Thursday of last week was not a great day for me... for a number of reasons. First I had just started coming down with mastitis and second was dealing with a rental car since my husband had been in a car accident earlier in the week. We came home from dealing with both issues and sat down after having had a nice dinner. My mom had been at our house and was watching Squeaker.
We sat down and she started complaining about how I cut Squeaker's hair. I had trimmed it a bit, no it wasn't fabulous, but darnit the kid screamed the entire time I was doing it. I didn't want to pay someone I didn't know to listen to him scream and had planned on getting it cut professionally by someone we both go to who I thought would do a good job in a week. Well D said "You've done nothing but bitch since she cut his hair - at least she finally cut it." She looked at the both of us and said "I'm done, I quit." I of course sat there in stunned silence, attempted to calm her down, but at that point she unloaded.

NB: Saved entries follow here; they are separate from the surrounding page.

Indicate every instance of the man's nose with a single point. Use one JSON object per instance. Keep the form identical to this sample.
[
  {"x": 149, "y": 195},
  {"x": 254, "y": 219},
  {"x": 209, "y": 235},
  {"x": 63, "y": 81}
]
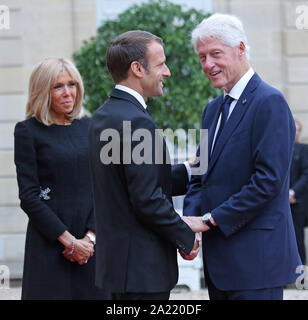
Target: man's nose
[
  {"x": 208, "y": 64},
  {"x": 167, "y": 72}
]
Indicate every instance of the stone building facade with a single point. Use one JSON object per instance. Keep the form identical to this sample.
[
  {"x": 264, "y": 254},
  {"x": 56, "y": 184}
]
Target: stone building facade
[{"x": 276, "y": 30}]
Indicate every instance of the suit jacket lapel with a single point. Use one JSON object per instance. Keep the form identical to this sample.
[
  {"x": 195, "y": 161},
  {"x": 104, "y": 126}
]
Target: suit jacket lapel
[
  {"x": 212, "y": 129},
  {"x": 236, "y": 116}
]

By unloaded - I mean she came up with things that had happened 3 years ago to complain about, when she's upset she says a lot of mean and nasty things. I generally able to let it slide off my back, but some of the things did bother me. She was upset about my still breastfeeding especially since we're still having feeding issues. (Yes, I'm still breastfeeding and will continue until he's 2) She complained about the dogs and how many we have... and on and on it went. I asked if she would at least watch him through the holiday weekend and she said no. I'm not proud and I did beg her to watch him as my thought was how the heck am I going to find a babysitter on a holiday weekend. She left in a blaze of glory or as if an atomic bomb had gone off and said she was never coming back.
I spent Thursday night crying and fretting. D started searching in the phonebook for daycares and we called a friend. I needless to say was able to find another babysitter - a very good friend of ours who introduced us luckily is off from work for the summer. She's going to watch him on a part time basis until July. Friday we went and visited an in home daycare and were able to feel comfortable about this woman watching our son at night 2 nights a week.
Let me just say all of this has been incredibly difficult. I hate arguing with my mother. It tends to make me physically ill. This time was no different than in the past... it made me sick to my stomach to listen to her angry words and do nothing. I do nothing because I'd rather preserve our relationship then have it be the type of relationship she and my sister have of only talking occasionally. I did defend myself, but mostly I just listened. One of her words did hit a nerve... the one where said I wouldn't have anymore children. Because I don't know if I will and hearing her say it with such sureness really hit me hard. It's one thing for me to be unsure it's another thing to have someone else say it.
The whole daycare thing has me worked up in nerves as well. My son has never been to daycare... I'm terrified of it. I know this lady is nice, but I'm fearful we'll be kicked out by him uttering a bad word or by him just not sleeping well... and what happens if D or I get hung up at work, etc... it all just overwhelms me to think about it.
My mom and I are slowly talking... it's not like it used to be, and I'm not sure it ever will be. I worry about her on a daily basis and I worry about how the relationship she has with my son can be salvaged and kept intact. Ultimately I'm a worrier... I'm just trying to adjust to this new normal.